5520 Sayılı Kurumlar Vergisi Kanunu’nun 14/3 maddesine göre Kurumlar vergisi beyannamesi, hesap döneminin kapandığı ayı izleyen dördüncü ayın birinci gününden yirmi beşinci günü akşamına kadar mükellefin bağlı olduğu vergi dairesine verilir. 21.maddesine göre Kurumlar vergisi, beyannamenin verildiği ayın sonuna kadar ödenir.

b) Borcun Belirlenen Tutarın Altında Kalması

Amme borçlusu hakkında yurt dışı çıkış tahdidi, Kanunda belirtilen ve teminat altına alınamamış 100.000,- lira ve üzerinde borç bulunması halinde uygulanacaktır. Dolayısıyla, Kanunun 10 uncu maddesine göre borca karşılık teminat alınmışsa, yurt dışı çıkış tahdidinin teminatsız kalan amme alacağı tutarı dikkate alınarak uygulanması gerekmektedir.

Borcun Kanunen belirlenen tutarın altında olması halinde yurt dışı çıkış tahdidi uygulanmayacak; tahdidin tatbikinden sonra bu tutarın altına inmesi halinde ise yurt dışı çıkış tahdidi derhal kaldırılacaktır.

c) Amme alacağına karşılık teminat alınması

6183 Sayılı Amme Alacaklarının Tahsil Usulü Hakkında Kanun hükümleri gereğince 10.madde de sayılan değerleri teminat olarak gösterenlerin yurtdışı çıkış tahdidi derhal kaldırılır. Amme borcunu karşılayan miktarda menkul veya gayrimenkul mal teminat olarak gösterilebilir. Burada teminatın nevinin bir diğerine üstünlüğü bulunmamaktadır.

Ancak ihtiyati haciz sürecinde menkul malların teminat olarak gösterilmesi mümkün değildir. Menkul malların teminat olarak gösterilmiş olması ihtiyati haciz uygulamasını ortadan kaldırmayacağı için tahdid devam eder.
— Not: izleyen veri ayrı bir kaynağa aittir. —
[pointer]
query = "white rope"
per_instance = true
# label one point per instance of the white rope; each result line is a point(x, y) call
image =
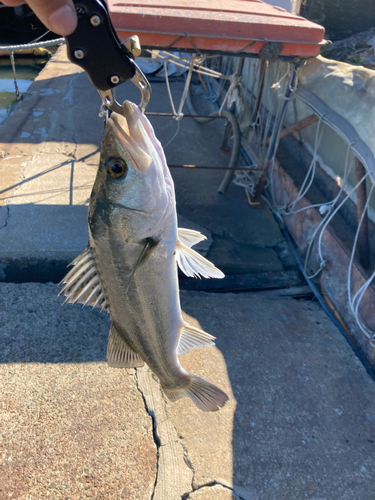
point(234, 83)
point(36, 45)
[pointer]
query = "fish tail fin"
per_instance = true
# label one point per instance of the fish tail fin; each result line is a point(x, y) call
point(207, 396)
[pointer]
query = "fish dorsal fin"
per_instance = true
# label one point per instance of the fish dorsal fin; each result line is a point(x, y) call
point(119, 354)
point(82, 284)
point(193, 264)
point(189, 237)
point(192, 338)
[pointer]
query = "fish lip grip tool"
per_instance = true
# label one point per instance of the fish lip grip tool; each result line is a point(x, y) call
point(96, 48)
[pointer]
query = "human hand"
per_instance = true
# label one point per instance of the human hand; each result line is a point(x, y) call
point(58, 16)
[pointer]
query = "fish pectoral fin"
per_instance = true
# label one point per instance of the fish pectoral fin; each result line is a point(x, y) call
point(192, 338)
point(193, 264)
point(189, 237)
point(81, 284)
point(119, 354)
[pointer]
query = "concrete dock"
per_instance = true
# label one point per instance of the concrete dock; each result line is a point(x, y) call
point(300, 423)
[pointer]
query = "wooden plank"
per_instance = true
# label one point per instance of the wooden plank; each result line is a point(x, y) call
point(215, 25)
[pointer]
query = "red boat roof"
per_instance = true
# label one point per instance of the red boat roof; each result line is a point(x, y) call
point(215, 25)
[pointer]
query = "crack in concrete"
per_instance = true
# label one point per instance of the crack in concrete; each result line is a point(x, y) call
point(210, 484)
point(154, 431)
point(6, 217)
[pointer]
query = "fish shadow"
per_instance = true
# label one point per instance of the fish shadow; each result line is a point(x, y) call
point(35, 328)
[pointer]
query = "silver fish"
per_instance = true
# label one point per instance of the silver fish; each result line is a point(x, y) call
point(129, 267)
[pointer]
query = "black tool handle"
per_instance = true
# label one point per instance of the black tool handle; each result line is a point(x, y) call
point(96, 48)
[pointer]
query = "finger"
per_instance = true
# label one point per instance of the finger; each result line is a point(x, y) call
point(58, 16)
point(12, 3)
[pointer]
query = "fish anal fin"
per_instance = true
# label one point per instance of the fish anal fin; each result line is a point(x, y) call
point(119, 354)
point(194, 265)
point(193, 338)
point(207, 396)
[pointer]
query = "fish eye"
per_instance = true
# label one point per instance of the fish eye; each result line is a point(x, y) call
point(116, 168)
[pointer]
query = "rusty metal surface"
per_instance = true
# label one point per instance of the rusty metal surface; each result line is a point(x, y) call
point(231, 26)
point(334, 277)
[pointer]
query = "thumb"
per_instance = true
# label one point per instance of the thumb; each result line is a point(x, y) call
point(58, 16)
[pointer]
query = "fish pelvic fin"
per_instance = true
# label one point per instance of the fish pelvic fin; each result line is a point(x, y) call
point(195, 265)
point(119, 354)
point(81, 284)
point(207, 396)
point(193, 338)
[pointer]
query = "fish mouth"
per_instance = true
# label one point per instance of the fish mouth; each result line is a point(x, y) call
point(130, 132)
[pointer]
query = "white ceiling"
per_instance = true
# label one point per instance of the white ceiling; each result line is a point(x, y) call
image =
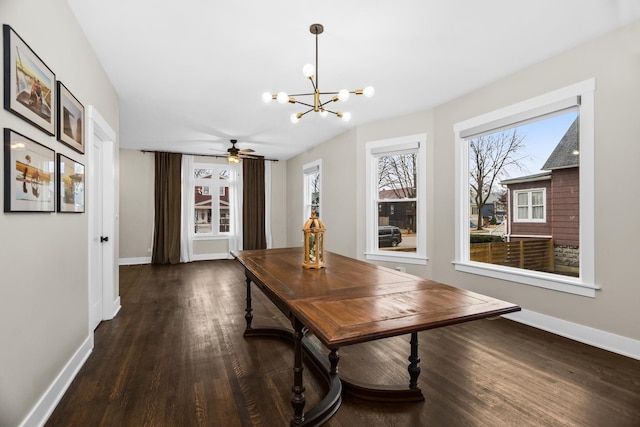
point(190, 73)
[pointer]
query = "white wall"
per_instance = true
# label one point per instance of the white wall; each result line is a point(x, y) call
point(43, 256)
point(614, 61)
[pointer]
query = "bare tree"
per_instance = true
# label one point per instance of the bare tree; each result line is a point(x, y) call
point(489, 155)
point(398, 173)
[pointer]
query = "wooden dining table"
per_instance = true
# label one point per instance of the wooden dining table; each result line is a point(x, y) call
point(350, 302)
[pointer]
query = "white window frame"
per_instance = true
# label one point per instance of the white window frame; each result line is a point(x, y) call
point(529, 218)
point(215, 191)
point(308, 170)
point(580, 96)
point(375, 149)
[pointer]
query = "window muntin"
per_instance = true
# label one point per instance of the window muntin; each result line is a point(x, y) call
point(396, 200)
point(212, 215)
point(577, 100)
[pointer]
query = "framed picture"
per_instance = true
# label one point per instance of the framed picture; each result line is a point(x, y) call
point(70, 185)
point(29, 85)
point(29, 172)
point(70, 119)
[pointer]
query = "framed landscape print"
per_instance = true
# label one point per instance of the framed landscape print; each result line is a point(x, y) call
point(29, 175)
point(29, 85)
point(70, 185)
point(70, 119)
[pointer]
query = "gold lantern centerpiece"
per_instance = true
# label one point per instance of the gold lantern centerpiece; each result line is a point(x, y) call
point(313, 242)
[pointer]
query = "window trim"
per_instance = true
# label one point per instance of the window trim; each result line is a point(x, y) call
point(399, 145)
point(214, 185)
point(530, 219)
point(580, 95)
point(307, 170)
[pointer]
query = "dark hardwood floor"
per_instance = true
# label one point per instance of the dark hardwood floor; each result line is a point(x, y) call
point(175, 356)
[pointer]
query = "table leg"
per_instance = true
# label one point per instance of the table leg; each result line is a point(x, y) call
point(248, 310)
point(414, 367)
point(334, 357)
point(298, 399)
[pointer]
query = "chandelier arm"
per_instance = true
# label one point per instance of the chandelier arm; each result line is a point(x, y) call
point(302, 94)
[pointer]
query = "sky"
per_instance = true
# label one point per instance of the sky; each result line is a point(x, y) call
point(540, 140)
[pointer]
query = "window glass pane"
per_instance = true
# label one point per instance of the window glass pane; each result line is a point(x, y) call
point(202, 173)
point(513, 174)
point(202, 215)
point(224, 210)
point(397, 226)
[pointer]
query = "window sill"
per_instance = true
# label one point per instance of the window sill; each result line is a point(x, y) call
point(212, 237)
point(533, 278)
point(396, 257)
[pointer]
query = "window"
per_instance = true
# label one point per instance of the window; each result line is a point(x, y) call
point(524, 205)
point(530, 205)
point(212, 215)
point(396, 200)
point(311, 186)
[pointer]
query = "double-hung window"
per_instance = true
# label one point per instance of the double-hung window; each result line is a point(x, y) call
point(212, 199)
point(525, 193)
point(311, 185)
point(396, 200)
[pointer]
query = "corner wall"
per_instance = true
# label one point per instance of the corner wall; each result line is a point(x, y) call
point(44, 318)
d) Alacağın tecil edilmesi

Tecil, tahsil edilecek duruma gelmiş amme alacaklarının ödenmesinin veya cebri icra yoluyla takip ve tahsilinin, yetkili makamın kararına ve yargı mercilerinin yürütmenin durdurulması kararına veya vergi kanunlarının ve diğer kanunların buna ilişkin hükümlerine dayanılarak belli bir süre için geri bırakılmasıdır.[6]

Diğer bir ifade ile iyiniyetli mükellefleri korumak, vergide sürekliliği sağlamak ve oluşabilecek mağduriyetleri önlemek amacıyla mükellefin borçlarını belli bir plan dahilinde ödenmesi amacıyla bir süreliğine erteleyen ve amme alacağının ödenmesine esneklik sağlayan bu uygulamanın adı Tecil Müessesesidir.[7]

6183 Sayılı Kanunun 48.maddesinde belirtilen şartları taşıyanlar Borçlu erteleme ve taksitlendirme isteminde bulunursa, ”Erteleme Ve Taksitlendirme Talep Ve Değerlendirme Formu” verilerek gerçeğe uygun olarak doldurulması sağlanarak borç belli edilen eşit taksitler halinde ödeme planına bağlanır.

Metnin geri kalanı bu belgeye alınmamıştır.